Work through real scenarios.
What you are doing
You are stress-testing the policy against your actual work. Edge cases are where policies get tested. The scenarios that nag at you in the back of your mind are the ones that need a verdict before you face them at speed.
Why this matters
You build judgement through deliberate practice. Working through real scenarios with AI as a thinking partner trains you to spot the pattern. Next time a similar scenario lands on your desk you will already know which guardrail applies.
Compile your personal AI policy.
What you are doing
You are pulling together everything into a single document. Not a long policy that sits unread. A short, role-specific reference you can paste at the start of every AI conversation. The Victorian framework becomes yours.
Why this matters
A policy you carry is a policy that works. By compiling your own version you commit to the rules. You also build a reusable artefact. When you start a new AI thread tomorrow you paste your policy. AI knows your guardrails before you ask anything else.
Capture your policy.
Go back to the same AI thread you have been working in. Paste this prompt. Your AI now knows your role, your organisation’s policy implications, your scenario verdicts and your draft personal AI policy. It will help you finalise.
Share what you have built.
The rule you did not realise you needed. The escalation path you will set up tomorrow. The one thing you will never let AI do for you.
Two minutes each. The thing you put in your policy that surprised you. The line you almost crossed without knowing.
Privacy. Legal. Records. IT. Your manager. Which conversation will you have first to set up that path so it is ready when you need it.
Your decision boundary. The one call you will always make as a human. Say it out loud so the room hears it.
What you have done.
Not a compliance exercise. A working personal policy that fits the Victorian framework and your role.
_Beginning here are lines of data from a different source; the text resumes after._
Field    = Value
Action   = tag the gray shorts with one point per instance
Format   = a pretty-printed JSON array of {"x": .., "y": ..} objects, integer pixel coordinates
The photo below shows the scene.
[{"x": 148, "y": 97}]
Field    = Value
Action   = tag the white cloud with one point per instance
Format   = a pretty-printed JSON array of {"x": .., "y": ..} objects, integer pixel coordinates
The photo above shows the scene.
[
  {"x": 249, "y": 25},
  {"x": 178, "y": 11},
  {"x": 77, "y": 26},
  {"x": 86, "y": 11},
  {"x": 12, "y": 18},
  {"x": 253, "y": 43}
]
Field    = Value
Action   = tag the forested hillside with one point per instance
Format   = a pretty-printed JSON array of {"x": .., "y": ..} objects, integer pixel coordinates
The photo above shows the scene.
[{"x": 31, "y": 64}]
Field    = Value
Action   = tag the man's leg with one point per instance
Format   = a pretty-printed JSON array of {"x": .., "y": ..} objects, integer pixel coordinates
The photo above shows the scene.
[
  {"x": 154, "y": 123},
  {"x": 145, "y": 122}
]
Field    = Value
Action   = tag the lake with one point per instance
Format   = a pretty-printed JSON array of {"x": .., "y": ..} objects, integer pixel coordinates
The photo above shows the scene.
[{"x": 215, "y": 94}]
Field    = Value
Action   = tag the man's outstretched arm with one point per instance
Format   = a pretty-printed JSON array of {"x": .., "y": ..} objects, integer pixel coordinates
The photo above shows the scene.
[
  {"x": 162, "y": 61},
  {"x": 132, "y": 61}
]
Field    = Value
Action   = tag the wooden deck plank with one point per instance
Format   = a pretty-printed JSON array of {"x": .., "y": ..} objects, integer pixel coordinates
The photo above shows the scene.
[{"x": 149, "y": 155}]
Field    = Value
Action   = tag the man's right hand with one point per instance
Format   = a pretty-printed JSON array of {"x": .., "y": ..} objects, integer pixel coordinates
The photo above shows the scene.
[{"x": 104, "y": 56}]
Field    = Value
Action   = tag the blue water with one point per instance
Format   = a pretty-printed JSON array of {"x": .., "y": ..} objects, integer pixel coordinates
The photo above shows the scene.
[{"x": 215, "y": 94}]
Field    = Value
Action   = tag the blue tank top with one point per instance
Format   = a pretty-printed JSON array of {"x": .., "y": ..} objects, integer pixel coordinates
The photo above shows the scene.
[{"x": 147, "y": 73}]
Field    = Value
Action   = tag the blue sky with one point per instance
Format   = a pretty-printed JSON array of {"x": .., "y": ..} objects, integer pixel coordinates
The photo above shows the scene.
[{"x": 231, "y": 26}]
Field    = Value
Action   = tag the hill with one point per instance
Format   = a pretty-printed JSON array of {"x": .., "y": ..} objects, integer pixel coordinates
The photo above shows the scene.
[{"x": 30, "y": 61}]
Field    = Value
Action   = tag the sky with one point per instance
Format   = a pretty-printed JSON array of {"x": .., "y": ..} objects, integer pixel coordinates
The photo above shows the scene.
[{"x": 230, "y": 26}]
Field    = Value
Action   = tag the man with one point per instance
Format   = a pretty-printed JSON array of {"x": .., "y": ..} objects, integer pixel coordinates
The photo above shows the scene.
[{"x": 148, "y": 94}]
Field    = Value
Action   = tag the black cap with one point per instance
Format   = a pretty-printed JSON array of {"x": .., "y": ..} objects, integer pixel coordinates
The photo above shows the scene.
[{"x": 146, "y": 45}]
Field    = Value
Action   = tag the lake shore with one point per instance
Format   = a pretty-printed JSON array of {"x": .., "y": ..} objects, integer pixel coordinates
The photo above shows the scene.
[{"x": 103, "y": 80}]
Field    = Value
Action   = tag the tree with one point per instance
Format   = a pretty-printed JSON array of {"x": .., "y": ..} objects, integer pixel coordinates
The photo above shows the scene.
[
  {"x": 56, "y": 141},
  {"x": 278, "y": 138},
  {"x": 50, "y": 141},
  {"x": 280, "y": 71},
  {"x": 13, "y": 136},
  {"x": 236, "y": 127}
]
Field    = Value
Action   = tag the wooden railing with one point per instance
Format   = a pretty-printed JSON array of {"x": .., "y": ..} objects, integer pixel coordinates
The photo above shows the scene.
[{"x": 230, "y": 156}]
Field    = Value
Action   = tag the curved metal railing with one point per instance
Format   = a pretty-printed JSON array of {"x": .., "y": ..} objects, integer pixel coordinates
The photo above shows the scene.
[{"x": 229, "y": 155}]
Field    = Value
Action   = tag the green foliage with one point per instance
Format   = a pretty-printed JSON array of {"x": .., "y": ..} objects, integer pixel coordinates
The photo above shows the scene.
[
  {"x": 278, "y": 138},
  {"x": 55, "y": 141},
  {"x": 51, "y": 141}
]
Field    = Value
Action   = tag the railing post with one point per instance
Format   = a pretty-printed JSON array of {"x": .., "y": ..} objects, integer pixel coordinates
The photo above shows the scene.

Something you carry forward into every AI conversation from tomorrow onwards.
Five things from your organisation’s policy that personally apply to you. Not the fifty that apply to someone else.
Used AI to give you a verdict on the edge cases that have been nagging you. Yes. No. Stop and check. Reasoning attached.
Role context. Information lines. Verification routine. Escalation paths. Voice rules. Decision boundary. All in one document.
Privacy. Legal. Records. IT. Your manager. You know who to go to when in doubt before you are in doubt.
The one thing AI will never do for you. The line you hold as a human. Said out loud.
A document you save. Attach to every future AI conversation. Update as your role evolves. Carry forward.